We live in the era of social media, where a single negative review can go viral in a nanosecond. Customers know what they want and what they’re going to get when they engage with a company – and “delight” is not on their list of expectations. So why are companies sticking to the same clichéd marketing playbook?
The current reality is that customer satisfaction levels are lower than they were in the 1970s, according to CCMC’s National Rage Study. Despite a substantial increase in spending by companies to handle customer complaints, billions are at risk to businesses as a result of customer dissatisfaction.
It’s not that companies are unaware of this. On the contrary: they have more channels than ever for consumer complaints (phone, social, mobile, email, chat). However, these are frequently cumbersome (overly complicated IVRs) or are managed by understaffed departments, leading to overly long response times or agents who are powerless to resolve complaints.

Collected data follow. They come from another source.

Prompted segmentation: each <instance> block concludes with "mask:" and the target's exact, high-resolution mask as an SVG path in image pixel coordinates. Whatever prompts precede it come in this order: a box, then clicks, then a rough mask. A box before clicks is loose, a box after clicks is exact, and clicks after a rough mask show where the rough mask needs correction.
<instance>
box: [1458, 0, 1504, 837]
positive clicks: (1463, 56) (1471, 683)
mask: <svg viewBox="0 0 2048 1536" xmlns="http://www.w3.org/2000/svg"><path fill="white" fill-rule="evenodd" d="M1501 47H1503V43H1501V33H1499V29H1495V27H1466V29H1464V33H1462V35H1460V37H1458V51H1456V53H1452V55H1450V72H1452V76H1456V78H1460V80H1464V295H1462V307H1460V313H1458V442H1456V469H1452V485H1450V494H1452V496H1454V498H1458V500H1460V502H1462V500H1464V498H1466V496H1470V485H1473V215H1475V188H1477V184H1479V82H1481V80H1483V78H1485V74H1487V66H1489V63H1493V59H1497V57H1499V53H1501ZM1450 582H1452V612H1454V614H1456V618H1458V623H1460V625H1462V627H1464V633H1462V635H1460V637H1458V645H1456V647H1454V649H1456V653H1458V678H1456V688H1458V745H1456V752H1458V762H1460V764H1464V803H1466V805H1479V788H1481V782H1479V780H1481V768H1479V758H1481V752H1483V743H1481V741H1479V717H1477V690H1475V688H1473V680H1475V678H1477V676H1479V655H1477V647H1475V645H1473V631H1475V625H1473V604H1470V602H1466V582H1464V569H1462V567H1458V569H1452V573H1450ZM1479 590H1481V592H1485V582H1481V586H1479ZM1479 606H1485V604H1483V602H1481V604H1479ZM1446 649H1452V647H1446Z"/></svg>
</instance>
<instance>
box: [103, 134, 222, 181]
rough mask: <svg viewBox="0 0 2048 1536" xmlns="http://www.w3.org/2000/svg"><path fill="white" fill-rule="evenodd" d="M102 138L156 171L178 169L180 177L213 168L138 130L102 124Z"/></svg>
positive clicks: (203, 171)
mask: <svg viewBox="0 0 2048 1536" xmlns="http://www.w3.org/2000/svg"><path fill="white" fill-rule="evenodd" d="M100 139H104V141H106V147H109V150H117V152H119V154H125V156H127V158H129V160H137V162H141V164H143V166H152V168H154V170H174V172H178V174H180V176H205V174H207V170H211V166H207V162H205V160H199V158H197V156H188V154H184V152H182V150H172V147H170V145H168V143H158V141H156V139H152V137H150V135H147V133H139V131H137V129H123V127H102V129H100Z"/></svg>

According to the CCMC survey, the net result is that 56% of consumers that complained to businesses feel that they “got nothing”.
One wonders why there is such a disconnect between a company’s outward messaging, and what consumers truly expect. While slogans like, “we’ll do our best not to completely disappoint you” or “you’ll dislike us less than the competition” won’t win any awards, they’re closer to reality than telling customers that they’ll be delighted. (Because, seriously, who’s buying that anymore?)
To truly care about the customer experience, companies need to embrace the contact center and make it part of their corporate DNA. After all, in 2015, the main goal of call center managers isn’t simply to delight customers. They’re busy handling increased call volumes with fewer resources. They’re trying to translate corporate goals into workforce targets. They’re figuring out how to provide a consistent experience across an ever-expanding set of channels (voice, social, mobile, email, chat, and whatever comes next). And they’re the ones talking to customers, all day, every day.
Remedying these problems means realizing the importance of maximizing every interaction with customers (and not just squeezing every buck out of the call center). That means training and retaining a superb customer service team, empowering them to do their job, and eliminating the need for customers to wait on hold (either by staffing up or by employing a call-back solution), among other things.
Please, stop trying to delight customers. And, start really listening to them.